Sardinien hat viele Gesichter – das atemberaubende Capo Caccia und das Städtchen Alghero stellen dabei eine ganz eigene kleine Welt dar. Eine schöne Welt. Der Ort Alghero gehört wohl zu den schönsten der Insel … mit Strand direkt vor der Haustür und einer großartigen Umgebung und eigenem Flughafen ist Alghero eines der Top-Ziele auf Sardinien. Die gute Erreichbarkeit macht Alghero übrigens auch zu einem guten Ziel für einen Kurzurlaub, der nur wenige Tage dauert.

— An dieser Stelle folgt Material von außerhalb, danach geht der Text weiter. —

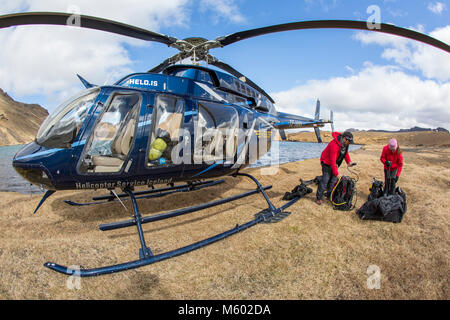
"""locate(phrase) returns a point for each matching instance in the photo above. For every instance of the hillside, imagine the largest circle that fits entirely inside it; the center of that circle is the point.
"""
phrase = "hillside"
(19, 122)
(415, 139)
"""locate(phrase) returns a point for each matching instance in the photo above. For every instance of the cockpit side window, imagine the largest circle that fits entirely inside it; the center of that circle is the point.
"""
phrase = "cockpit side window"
(60, 129)
(113, 135)
(167, 120)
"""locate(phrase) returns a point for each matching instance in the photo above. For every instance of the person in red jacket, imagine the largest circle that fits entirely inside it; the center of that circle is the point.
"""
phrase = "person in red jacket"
(330, 159)
(392, 158)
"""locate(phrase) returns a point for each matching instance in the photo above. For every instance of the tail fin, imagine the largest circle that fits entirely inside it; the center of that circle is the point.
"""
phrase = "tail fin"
(316, 117)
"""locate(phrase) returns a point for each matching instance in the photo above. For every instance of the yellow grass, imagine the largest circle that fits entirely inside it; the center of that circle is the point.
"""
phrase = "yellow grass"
(315, 253)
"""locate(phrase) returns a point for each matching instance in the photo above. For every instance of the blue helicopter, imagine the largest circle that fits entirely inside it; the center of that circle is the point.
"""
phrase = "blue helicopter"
(174, 123)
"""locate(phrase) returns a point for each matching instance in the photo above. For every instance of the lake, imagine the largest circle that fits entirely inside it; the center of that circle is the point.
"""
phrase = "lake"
(287, 151)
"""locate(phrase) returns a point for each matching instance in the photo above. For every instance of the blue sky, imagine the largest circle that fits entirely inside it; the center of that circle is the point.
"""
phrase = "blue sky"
(369, 81)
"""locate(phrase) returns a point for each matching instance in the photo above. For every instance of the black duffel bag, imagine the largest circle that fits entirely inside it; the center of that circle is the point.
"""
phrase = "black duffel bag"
(385, 208)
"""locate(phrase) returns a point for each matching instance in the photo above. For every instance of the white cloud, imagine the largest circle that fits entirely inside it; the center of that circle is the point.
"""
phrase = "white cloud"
(45, 59)
(222, 9)
(430, 61)
(378, 97)
(436, 7)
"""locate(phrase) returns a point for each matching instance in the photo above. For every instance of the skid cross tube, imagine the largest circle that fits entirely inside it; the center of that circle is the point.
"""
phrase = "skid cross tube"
(146, 256)
(147, 194)
(175, 213)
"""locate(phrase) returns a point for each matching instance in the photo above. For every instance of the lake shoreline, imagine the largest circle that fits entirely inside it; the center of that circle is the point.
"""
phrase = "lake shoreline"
(314, 253)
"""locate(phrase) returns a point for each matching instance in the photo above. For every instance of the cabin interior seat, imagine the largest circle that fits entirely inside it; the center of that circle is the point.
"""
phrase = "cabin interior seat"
(120, 148)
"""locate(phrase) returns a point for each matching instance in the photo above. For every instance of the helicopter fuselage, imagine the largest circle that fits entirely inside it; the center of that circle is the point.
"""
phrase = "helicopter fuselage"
(212, 123)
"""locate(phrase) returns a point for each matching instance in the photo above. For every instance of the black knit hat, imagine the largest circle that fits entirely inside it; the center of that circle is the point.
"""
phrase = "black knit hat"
(348, 135)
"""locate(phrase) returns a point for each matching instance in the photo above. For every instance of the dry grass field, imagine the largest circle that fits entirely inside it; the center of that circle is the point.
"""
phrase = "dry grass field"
(315, 253)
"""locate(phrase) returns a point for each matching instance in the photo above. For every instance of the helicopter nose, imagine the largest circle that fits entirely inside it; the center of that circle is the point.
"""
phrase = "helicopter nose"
(25, 164)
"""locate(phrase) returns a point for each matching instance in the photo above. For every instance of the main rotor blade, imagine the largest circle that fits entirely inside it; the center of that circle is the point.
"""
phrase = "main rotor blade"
(340, 24)
(173, 59)
(67, 19)
(222, 65)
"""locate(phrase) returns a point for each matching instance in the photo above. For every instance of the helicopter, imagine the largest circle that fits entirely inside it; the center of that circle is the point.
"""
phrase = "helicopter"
(174, 123)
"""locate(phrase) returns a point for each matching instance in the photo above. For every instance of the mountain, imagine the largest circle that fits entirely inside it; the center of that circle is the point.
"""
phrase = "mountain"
(19, 122)
(413, 129)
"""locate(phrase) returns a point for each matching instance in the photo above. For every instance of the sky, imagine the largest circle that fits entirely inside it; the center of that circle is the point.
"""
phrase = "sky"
(369, 80)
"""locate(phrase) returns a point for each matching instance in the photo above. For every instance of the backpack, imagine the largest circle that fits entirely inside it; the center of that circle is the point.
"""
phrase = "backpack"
(299, 191)
(342, 194)
(376, 189)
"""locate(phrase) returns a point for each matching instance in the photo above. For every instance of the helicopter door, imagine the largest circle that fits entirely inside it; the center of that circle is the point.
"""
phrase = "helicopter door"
(168, 115)
(113, 136)
(216, 133)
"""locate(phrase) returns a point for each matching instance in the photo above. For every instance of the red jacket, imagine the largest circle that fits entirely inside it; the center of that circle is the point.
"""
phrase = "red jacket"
(331, 153)
(394, 157)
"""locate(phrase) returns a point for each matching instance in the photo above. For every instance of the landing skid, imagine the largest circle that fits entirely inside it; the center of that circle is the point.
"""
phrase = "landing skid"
(146, 257)
(147, 194)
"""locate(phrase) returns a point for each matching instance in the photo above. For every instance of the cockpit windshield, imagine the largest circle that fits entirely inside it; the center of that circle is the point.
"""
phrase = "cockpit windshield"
(60, 129)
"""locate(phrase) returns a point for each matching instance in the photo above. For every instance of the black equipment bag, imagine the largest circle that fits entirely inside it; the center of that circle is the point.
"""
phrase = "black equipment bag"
(299, 191)
(376, 190)
(383, 208)
(342, 194)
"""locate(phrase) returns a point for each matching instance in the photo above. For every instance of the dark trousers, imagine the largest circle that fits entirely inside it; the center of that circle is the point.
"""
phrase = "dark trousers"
(389, 182)
(327, 182)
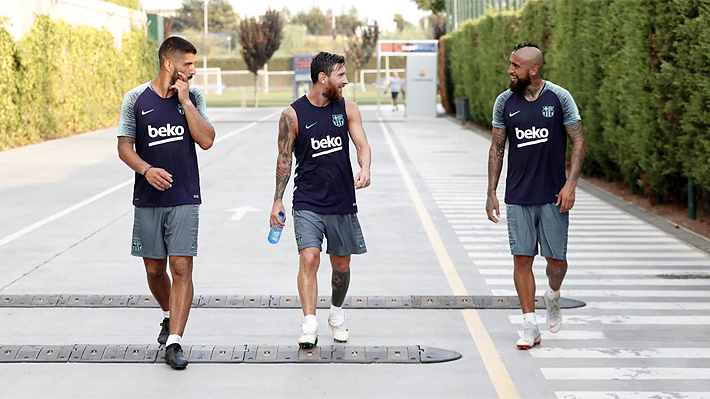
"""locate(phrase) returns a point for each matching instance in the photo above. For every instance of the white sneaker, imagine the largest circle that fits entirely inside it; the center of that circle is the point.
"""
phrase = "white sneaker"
(530, 338)
(554, 315)
(340, 331)
(308, 338)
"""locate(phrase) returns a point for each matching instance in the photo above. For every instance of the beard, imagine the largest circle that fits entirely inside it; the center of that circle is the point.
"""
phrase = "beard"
(332, 93)
(520, 83)
(175, 77)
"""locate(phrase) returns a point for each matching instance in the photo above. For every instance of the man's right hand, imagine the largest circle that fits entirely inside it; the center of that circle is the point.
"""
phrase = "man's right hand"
(159, 178)
(274, 219)
(491, 206)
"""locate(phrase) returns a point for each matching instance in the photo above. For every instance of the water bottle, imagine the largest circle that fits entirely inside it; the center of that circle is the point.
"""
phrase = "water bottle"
(275, 232)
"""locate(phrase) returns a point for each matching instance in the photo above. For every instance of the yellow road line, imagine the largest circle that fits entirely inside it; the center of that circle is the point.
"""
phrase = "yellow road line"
(491, 359)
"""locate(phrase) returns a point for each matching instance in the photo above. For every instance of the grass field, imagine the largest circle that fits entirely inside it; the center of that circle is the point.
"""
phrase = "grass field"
(282, 97)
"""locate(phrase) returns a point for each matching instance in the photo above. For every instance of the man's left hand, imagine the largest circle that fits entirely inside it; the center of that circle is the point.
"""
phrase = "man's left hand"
(565, 199)
(182, 87)
(362, 179)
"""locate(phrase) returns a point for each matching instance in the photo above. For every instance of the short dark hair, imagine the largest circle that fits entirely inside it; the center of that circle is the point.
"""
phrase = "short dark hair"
(175, 44)
(526, 44)
(324, 62)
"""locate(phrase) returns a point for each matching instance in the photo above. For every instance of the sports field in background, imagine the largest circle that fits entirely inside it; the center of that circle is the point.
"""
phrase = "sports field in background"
(283, 96)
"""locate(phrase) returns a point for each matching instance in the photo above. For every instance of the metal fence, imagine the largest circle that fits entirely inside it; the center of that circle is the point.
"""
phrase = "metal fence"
(458, 11)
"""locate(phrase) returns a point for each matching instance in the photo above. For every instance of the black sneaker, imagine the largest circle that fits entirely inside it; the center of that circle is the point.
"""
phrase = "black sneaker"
(175, 357)
(164, 331)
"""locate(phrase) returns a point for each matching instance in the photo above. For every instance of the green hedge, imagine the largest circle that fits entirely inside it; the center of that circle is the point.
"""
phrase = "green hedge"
(64, 80)
(639, 71)
(9, 117)
(134, 4)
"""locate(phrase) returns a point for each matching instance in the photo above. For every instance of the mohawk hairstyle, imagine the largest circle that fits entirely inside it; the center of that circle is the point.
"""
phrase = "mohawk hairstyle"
(530, 44)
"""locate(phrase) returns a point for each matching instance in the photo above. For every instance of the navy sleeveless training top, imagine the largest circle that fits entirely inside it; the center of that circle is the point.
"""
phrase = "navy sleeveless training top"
(324, 181)
(163, 140)
(538, 143)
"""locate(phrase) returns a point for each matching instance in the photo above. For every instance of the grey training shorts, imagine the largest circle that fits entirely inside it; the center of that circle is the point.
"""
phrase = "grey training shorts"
(159, 232)
(343, 232)
(530, 225)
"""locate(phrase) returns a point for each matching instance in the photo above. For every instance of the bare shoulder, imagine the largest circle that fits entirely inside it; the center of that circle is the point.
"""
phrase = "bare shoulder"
(352, 109)
(289, 117)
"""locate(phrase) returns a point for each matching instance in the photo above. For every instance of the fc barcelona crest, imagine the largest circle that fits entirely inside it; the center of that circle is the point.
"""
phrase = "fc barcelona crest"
(548, 111)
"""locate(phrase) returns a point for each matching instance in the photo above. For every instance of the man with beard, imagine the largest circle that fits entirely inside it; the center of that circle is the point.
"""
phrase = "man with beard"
(316, 128)
(160, 123)
(536, 117)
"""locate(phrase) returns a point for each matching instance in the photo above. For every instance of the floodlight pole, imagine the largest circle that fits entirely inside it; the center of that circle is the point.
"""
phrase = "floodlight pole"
(377, 80)
(204, 51)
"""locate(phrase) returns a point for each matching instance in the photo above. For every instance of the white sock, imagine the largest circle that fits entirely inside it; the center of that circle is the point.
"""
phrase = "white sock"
(310, 323)
(529, 318)
(337, 314)
(551, 294)
(173, 339)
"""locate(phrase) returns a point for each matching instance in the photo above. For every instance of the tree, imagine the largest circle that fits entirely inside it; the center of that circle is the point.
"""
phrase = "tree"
(437, 19)
(435, 6)
(314, 19)
(220, 14)
(401, 22)
(260, 40)
(347, 23)
(360, 47)
(434, 25)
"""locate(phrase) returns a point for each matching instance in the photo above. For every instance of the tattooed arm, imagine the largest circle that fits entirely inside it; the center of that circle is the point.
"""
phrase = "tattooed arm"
(288, 131)
(157, 177)
(579, 150)
(495, 165)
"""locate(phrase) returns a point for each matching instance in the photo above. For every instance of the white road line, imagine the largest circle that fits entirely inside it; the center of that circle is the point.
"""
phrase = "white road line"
(613, 282)
(648, 305)
(596, 247)
(601, 231)
(616, 293)
(600, 263)
(569, 335)
(621, 254)
(625, 373)
(602, 272)
(623, 320)
(102, 194)
(631, 395)
(470, 229)
(621, 353)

Das nahe gelegene Capo Caccia ist atemberaubend und die Region hat neben Alghero noch Vieles mehr zu bieten. Strände sind in ausreichender Zahl vorhanden, Ausflüge zu verschiedenen Orten sind kein Problem und auch eine Tour ins Landesinnere lohnt sich. Kiten, Windsurfen, Tauchen, Wanderungen, Spaziergänge, kulinarische Abenteuer, Shoppen und vieles mehr sind hier möglich.

Im Vergleich zum Inselsüden geht es hier allerdings auch ein klein wenig teurer zu und man ist durchaus auf Touristen eingerichtet. Die viel gelobte Ursprünglichkeit anderer Orte geht dementsprechend hier ein klein wenig verloren. Angesichts der Region vergißt man das aber schnell und kann sich den allerschönsten Urlaubsträumen hingeben. Von Massentourismus kann glücklicherweise ohnehin keine Rede sein. Ein Vorteil der touristischen Prägung ist ein breites Angebot und auch Sprachbarrieren spielen hier keine große Rolle.

Alghero

Alghero ist einfach toll. Ob man nun direkt dort einen ganzen Urlaub verbringt oder die Mühe auf sich nimmt, diesen Ort im Rahmen eines Ausfluges zu besuchen. Das Städtchen zeigt sich genauso wie die gesamte Umgebung hier im Norden Sardiniens vor allem sehr vielseitig. Direkt vor den Toren Algheros findet sich ein großzügiger Strand (Lido San Giovanni), der bei Wind auch gerne zum Kiten oder Surfen genutzt wird. Die bewegte Geschichte der Insel zeigt sich in Alghero durch eine starke spanische Prägung.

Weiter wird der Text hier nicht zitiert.